中里渼子さん、106歳で逝去 飯能の婦人会活動の礎築く

100歳を迎えた平成27年9月、大久保市長(右端)や中里社長夫妻(左)とともに安倍晋三総理からの祝状を手にする渼子さん

 飯能市川寺の株式会社マルナカ・中里昌平社長の母で、飯能市連合婦人会長を長年務め、同市くらしの会、同市母子愛育会を立ち上げるなど多方面で活躍した中里渼子(なみこ)さんが1月21日、106歳で逝去し、2月1日に近親者で密葬が営まれた。

 3月13日には観音寺(山手町)で本葬が執り行われる。

 渼子さんは所沢市出身。23歳で飯能を代表する老舗織物メーカー・マルナカの3代目社長を務めた進氏と結婚し、織物産業が盛んだった戦後の復興期に会社発展のため奔走。

 寮生活を送っていた女性社員を対象に青年学級を開き、外部から講師を招き料理や裁縫、生け花などを教えた。

 女性の地位向上のため、昭和37年4月から同51年5月まで14年間にわたり、飯能市連合婦人会長、埼玉県連合婦人会常任理事を務め、学習会やさまざまな行事に熱心に取り組みんだ。

 昭和40年には市民の消費生活の向上を目指した飯能市くらしの会、同43年には母子の健康や子育て環境の充実を目的とした同市母子愛育会を立ち上げ、いずれも会長として長年活躍、埼玉県母子愛育会会長も務めた。

 このほか、飯能市の社会教育委員、新市建設審議副委員長、中央公民館運営委員、国保運営協議会副委員長、都市計画審議会委員、公害対策審議会委員、特別報酬審議会委員。

 さらにスポーツ振興審議会委員、環境浄化委員会委員、図書館協議会委員、市民憲章推進協議会委員、埼玉県飯能保健所運営協議会委員など数々の役職を歴任、幅広い分野で市の発展に貢献した。

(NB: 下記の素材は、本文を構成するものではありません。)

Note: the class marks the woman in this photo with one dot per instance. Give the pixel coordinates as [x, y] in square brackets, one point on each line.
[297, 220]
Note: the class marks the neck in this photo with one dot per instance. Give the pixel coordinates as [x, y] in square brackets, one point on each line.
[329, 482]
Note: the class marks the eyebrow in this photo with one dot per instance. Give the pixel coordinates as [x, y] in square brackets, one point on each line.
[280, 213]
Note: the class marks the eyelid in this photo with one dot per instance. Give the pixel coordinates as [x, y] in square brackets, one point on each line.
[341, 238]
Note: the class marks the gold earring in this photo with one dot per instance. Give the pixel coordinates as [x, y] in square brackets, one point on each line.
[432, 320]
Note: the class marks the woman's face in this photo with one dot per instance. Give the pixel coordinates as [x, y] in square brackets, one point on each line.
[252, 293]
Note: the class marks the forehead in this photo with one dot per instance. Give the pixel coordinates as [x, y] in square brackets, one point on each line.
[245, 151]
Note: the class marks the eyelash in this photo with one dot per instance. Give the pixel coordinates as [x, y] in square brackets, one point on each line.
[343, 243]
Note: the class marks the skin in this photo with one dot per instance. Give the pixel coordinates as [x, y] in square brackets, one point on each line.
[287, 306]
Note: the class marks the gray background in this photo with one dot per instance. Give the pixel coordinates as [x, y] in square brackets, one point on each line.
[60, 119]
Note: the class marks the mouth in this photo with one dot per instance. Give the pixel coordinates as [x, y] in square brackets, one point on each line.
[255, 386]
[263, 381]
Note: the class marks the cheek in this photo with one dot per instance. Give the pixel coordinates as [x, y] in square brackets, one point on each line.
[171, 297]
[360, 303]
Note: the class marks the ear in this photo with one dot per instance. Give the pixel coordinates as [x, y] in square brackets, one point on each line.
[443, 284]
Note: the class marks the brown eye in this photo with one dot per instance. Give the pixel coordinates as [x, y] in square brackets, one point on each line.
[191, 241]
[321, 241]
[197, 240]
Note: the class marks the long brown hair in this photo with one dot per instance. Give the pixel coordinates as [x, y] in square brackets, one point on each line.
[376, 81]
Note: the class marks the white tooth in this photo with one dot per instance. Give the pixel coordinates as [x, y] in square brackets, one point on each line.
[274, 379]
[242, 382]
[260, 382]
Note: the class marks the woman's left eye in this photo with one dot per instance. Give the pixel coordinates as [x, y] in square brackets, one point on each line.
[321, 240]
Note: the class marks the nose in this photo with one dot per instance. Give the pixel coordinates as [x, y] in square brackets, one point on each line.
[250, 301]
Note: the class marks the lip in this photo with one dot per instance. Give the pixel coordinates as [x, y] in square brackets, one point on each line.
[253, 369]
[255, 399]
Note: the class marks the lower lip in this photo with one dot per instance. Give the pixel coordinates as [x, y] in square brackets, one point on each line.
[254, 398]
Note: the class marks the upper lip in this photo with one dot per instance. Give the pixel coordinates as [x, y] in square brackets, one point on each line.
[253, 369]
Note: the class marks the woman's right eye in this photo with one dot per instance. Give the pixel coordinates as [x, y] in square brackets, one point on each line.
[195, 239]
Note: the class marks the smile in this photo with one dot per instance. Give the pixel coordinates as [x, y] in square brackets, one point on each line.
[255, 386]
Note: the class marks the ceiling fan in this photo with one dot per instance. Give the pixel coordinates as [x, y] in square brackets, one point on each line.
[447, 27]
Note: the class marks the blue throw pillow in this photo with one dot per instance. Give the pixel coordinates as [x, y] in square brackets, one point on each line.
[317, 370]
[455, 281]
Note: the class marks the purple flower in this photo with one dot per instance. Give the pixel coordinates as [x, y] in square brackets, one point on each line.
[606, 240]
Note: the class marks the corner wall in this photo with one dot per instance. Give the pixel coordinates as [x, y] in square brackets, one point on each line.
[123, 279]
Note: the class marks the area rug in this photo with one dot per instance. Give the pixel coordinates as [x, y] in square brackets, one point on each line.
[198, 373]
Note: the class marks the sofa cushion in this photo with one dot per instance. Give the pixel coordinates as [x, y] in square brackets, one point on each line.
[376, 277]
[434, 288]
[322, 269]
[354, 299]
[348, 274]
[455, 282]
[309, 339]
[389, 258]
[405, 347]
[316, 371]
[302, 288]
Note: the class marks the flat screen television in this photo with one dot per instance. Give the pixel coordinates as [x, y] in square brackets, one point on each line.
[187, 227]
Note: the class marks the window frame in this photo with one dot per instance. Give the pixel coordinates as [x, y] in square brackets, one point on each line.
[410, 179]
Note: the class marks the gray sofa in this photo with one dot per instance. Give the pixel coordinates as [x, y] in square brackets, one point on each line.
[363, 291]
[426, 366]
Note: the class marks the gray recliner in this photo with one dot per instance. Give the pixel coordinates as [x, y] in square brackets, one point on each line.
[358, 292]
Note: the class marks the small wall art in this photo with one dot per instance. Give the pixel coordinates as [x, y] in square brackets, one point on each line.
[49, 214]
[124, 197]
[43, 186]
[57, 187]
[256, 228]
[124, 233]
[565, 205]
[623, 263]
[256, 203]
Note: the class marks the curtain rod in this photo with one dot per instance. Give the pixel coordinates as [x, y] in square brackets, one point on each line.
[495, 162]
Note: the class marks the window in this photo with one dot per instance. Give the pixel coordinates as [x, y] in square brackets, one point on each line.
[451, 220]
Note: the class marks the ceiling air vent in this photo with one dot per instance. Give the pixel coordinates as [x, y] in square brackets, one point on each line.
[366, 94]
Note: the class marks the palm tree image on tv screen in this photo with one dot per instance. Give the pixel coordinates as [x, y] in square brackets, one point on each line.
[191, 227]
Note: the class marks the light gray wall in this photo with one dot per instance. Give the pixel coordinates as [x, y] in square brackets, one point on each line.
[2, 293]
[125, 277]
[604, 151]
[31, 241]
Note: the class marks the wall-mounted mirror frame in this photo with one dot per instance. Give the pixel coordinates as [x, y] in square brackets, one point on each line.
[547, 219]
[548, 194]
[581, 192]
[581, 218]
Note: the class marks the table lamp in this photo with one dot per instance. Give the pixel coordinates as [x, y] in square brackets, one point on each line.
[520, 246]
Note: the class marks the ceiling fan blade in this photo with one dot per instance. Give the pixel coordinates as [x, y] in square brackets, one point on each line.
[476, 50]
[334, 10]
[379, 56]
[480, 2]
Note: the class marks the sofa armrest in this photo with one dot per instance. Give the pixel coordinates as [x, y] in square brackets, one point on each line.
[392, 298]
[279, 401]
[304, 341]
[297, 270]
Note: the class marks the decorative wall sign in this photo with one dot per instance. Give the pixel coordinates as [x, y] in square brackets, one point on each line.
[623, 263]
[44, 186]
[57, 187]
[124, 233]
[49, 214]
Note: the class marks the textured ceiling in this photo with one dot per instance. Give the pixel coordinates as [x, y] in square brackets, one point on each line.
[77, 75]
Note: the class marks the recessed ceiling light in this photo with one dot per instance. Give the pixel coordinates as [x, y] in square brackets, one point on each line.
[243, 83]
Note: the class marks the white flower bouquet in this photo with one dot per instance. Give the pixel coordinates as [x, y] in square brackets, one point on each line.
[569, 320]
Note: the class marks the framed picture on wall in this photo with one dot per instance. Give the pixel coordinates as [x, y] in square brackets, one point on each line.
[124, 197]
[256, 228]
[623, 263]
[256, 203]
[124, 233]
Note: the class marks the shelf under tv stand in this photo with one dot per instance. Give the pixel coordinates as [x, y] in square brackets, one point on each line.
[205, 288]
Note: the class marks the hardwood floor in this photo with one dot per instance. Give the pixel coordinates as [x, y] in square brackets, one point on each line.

 日中の国交が回復して間もない昭和52年には、日中友好婦人代表団派遣団員として中国を訪問し親善に努めた経験も。

 こうした功績により、昭和49年に大蔵大臣賞、同51年・56年に紺綬褒章、同52年に母子愛育会全国表彰、埼玉県シラコバト賞、同53年に労働大臣表彰、同54年に母子愛育会高松宮表彰、埼玉県知事表彰(公衆衛生)を受賞、平成10年には宝冠章を受章するなど、多数の表彰を受けた。

 行動力にあふれ、多くの人に慕われた母について、中里社長は「婦人会では県の常任理事、母子愛育会では県の会長までさせて頂いた。全国各地に友人ができ、いつもあちこち飛び回っていた」と回顧。

 100歳を過ぎてからも毎朝、新聞各紙を隅々まで読み、重要な記事にペンで印を付けて中里社長に手渡すのが日課だったという。

 毎年の年賀状に短歌をしたため、90代では「いましばし日本の変容見てこよと亡き夫(つま)言いしか卒寿越ゆ」、100歳を迎えた年には「生きる日を大切にせん残生を尊き親の賜りものなれば」と詠んだ。中里社長は「多くの方に支えられ、おかげさまで天寿を全うすることができました」と感謝する。

 3月13日の本葬では、沢辺瀞壱氏が葬儀委員長、新井景三氏、矢島巖氏が副委員長を務める。